1. What’s the difference between percent change and percentage difference?

These sound similar but measure different things. Percent change is directional it measures how a value moved from a specific starting point to an end point. There’s a clear V1 and V2. Percentage difference (sometimes called relative difference) is non-directional. It compares two values without implying that one came “before” the other, typically using the average of both as the denominator. Use percent change when order matters (tracking growth over time). Use percentage difference when comparing two simultaneous values with no defined baseline.

2. How do I calculate percent change when the original value is negative?

This is where intuition breaks down. The formula still works mathematically (V2 – V1) / |V1| x 100, but the result can be misleading or counterintuitive. For example, if a company’s earnings go from -$200 to -$100, the formula gives a +50% change, which sounds like good news (and in context, it is that losses were halved). But going from -$100 to +$100 yields a -200% result, which seems bizarre. In practice, when both values involve negatives, most analysts report the raw change in dollar/unit terms alongside the percentage to avoid confusion.

3. What happens if the original value (V1) is zero?

Division by zero is mathematically undefined, which means the standard percent change formula simply cannot produce a valid result. If your starting value is zero and something increases, the growth is technically infinite there’s no meaningful percentage to express it. In these cases, report the absolute change (e.g., “grew from 0 to 500 users”) rather than trying to force a percentage. Some specialized fields use alternative metrics for zero-baseline comparisons.

4. Is a 100% increase the same as doubling?
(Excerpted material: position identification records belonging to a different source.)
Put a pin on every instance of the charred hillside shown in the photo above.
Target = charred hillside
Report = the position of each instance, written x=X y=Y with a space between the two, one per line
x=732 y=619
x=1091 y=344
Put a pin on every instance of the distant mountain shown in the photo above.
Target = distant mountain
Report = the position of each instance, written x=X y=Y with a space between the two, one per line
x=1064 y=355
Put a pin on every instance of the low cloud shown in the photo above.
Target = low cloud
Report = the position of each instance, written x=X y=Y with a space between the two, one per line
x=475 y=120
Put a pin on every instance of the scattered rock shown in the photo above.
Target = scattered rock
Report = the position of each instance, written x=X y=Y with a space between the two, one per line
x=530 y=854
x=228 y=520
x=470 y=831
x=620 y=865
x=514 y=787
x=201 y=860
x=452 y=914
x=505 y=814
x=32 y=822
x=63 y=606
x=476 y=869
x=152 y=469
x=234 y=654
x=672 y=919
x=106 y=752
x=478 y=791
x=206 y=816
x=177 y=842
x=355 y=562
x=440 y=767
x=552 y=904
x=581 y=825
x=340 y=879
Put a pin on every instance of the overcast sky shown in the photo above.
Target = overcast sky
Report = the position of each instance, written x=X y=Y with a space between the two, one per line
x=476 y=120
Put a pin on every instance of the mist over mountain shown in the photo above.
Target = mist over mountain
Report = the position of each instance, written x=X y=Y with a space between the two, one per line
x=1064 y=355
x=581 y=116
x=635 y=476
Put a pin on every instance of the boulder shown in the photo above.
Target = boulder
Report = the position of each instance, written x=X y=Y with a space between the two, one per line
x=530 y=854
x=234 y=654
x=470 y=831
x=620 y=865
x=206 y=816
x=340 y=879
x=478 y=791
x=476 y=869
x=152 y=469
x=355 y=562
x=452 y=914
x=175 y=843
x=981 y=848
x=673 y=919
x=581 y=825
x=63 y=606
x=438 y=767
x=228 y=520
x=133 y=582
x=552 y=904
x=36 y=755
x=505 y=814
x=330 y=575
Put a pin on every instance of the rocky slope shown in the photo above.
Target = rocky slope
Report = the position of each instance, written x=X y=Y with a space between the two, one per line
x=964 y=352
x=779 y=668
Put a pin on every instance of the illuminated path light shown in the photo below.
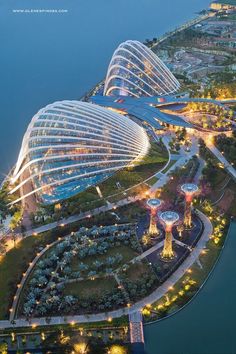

Yes, exactly. A 100% increase means the value grew by an amount equal to itself, so the final value is twice the original. V1 x (1 + 1.00) = 2 x V1. Similarly, a 200% increase means the value tripled (it grew by twice itself, landing at three times the original). This is a common point of confusion: a 200% increase does not mean the value doubled to 200% of its original; it means it grew by 200%, ending at 300% of the original.

5. Can I use this calculator for percentage decrease as well?

Absolutely, the same formula handles both directions. When V2 is smaller than V1, the subtraction (V2 – V1) produces a negative number, and the final result will automatically be negative. That negative sign is your indicator of a decrease. There’s no separate “percent decrease calculator” needed. Just plug in your original value and final value, and the sign in the result tells you the direction of the change.